Événement dans l’histoire mondiale : Agnes et Omar se rencontrent par un dimanche matin glacial dans la queue des taxis au centre-ville de Reykjavik. Agnes rencontre aussi Arnor, un néonazi cultivé, pour sa thèse sur l’extrême droite contemporaine. Trois ans, un enfant et une crise de jalousie plus tard, Omar brûle entièrement leur maison et quitte le pays.

L'auteur par Philippe Matsa

L’histoire commence en réalité bien avant, au cours de l’été 1941, quand les Einsatzgruppen, aidés par la population locale, massacrent tous les Juifs de la petite ville lituanienne de Jurbarkas. Deux arrière-grands-pères d’Agnes sont pris dans la tourmente – l’un d’eux tue l’autre – et, trois générations plus tard, Agnes est obsédée par le sujet. Illska parle de l’Holocauste et d’amour, d’Islande et de Lituanie, d’Agnes qui se perd en elle-même, d’Agnes qui ne sait pas qui est le père de son enfant, d’Agnes qui aime Omar qui aime Agnes qui aime Arnor. Dans un jeu vertigineux, Norđdahl interroge le fascisme et ses avatars contemporains avec une étonnante maîtrise de la narration. Illska est un livre surprenant et immense écrit par un homme jeune, mais appelé à devenir un grand, sans doute un très grand écrivain.

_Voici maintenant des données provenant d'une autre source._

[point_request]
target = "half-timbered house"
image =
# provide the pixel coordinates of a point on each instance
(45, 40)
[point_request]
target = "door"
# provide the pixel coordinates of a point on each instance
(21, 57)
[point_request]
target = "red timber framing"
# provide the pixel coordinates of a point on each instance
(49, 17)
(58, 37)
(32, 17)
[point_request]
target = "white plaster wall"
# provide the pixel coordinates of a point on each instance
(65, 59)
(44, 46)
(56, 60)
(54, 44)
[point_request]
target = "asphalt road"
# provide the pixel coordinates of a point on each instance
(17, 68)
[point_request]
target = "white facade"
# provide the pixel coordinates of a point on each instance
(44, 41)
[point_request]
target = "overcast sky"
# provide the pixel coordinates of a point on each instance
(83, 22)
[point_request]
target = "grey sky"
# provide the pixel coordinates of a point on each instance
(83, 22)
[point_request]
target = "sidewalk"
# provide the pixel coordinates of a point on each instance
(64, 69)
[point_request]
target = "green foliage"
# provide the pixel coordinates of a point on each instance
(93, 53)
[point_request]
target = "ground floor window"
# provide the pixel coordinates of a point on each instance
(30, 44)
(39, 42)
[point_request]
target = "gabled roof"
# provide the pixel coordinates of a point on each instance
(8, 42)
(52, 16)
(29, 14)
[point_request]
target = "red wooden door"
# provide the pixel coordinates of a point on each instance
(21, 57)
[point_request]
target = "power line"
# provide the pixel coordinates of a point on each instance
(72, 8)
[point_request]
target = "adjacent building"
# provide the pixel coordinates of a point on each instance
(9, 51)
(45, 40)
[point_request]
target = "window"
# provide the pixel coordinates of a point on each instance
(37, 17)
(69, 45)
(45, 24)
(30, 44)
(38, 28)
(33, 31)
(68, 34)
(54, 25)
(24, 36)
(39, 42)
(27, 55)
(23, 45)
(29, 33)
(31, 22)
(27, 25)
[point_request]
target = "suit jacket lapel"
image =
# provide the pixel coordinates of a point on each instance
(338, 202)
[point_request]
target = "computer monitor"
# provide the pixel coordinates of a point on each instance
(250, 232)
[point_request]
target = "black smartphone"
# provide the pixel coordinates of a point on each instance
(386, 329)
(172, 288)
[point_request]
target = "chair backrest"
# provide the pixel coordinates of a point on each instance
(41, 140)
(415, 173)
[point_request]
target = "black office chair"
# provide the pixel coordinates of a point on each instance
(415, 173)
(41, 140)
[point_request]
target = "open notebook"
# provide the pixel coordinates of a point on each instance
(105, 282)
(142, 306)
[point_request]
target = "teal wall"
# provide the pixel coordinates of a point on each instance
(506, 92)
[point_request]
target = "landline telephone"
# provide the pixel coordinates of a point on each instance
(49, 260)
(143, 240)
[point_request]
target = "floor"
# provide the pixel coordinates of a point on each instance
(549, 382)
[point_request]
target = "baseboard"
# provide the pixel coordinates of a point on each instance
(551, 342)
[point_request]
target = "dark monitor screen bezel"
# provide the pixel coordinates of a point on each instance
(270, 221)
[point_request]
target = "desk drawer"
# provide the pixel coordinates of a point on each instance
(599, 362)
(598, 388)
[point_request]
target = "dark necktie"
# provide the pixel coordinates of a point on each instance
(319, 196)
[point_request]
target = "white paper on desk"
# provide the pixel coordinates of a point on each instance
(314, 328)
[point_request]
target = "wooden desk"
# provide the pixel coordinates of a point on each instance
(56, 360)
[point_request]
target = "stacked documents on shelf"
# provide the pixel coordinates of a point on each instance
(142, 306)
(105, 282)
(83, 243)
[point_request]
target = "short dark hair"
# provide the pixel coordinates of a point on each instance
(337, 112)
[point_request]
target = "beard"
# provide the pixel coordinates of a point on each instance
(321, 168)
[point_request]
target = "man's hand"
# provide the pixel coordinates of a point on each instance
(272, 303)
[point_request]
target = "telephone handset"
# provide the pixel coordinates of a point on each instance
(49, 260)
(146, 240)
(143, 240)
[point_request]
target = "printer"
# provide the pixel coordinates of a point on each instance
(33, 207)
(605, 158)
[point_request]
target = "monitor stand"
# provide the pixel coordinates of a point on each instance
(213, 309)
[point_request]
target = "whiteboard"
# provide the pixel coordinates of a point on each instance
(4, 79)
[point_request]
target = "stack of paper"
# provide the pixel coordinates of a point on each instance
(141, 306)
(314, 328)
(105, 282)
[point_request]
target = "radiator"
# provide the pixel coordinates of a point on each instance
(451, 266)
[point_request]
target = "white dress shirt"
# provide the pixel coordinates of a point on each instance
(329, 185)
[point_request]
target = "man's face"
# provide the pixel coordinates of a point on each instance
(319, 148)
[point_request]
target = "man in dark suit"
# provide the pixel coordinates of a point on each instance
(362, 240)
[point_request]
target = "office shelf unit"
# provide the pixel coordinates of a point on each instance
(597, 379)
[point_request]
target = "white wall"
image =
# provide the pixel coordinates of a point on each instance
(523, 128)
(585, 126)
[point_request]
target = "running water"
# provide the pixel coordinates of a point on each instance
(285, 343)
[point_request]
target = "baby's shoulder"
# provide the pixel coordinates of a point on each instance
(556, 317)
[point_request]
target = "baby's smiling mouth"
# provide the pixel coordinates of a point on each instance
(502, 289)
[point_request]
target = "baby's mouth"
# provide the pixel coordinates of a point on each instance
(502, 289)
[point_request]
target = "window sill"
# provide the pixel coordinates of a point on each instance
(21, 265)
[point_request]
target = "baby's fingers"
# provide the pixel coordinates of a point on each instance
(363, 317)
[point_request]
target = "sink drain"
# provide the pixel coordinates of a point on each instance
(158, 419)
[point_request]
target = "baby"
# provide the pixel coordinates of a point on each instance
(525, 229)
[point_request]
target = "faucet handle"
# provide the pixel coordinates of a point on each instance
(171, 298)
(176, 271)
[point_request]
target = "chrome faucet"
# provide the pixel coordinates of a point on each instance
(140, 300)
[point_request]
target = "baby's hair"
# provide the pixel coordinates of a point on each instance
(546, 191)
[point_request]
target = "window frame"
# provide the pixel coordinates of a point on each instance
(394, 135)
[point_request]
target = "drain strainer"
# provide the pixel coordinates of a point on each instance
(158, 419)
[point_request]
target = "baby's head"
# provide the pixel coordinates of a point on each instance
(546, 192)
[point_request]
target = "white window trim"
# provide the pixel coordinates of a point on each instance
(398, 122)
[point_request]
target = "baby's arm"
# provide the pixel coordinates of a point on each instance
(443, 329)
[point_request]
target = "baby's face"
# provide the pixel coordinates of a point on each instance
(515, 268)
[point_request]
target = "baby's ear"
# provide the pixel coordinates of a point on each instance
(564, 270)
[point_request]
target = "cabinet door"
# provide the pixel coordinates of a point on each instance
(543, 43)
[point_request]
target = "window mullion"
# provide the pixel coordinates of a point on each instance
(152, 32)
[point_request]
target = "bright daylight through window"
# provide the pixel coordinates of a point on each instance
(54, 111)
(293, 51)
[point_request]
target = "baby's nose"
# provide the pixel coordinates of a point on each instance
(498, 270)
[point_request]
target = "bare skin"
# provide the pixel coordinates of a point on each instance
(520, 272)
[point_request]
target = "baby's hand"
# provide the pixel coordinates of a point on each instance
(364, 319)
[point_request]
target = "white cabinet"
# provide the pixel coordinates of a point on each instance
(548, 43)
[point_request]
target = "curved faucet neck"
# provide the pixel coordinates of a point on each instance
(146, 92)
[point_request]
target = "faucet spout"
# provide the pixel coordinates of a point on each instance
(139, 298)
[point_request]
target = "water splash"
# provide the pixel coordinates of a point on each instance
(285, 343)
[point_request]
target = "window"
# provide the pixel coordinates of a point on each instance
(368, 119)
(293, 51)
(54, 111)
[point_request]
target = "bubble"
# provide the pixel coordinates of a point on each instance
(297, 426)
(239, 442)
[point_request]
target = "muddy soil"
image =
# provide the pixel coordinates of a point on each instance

La lecture de ce texte déclenche une jubilation aussi intellectuelle que sensuelle, due autant aux fulgurances de la pensée qu'à la maîtrise impeccable de la langue et de la narration. Sa sortie en poche nous le remet en mémoire à l'heure où les zélateurs de la connerie la plus crasse embouchent les trompettes de la renommée à leur seul profit. En uniforme ou en costard médiatisé. Un vrai choc de lecture cool, à portée de toutes les bourses.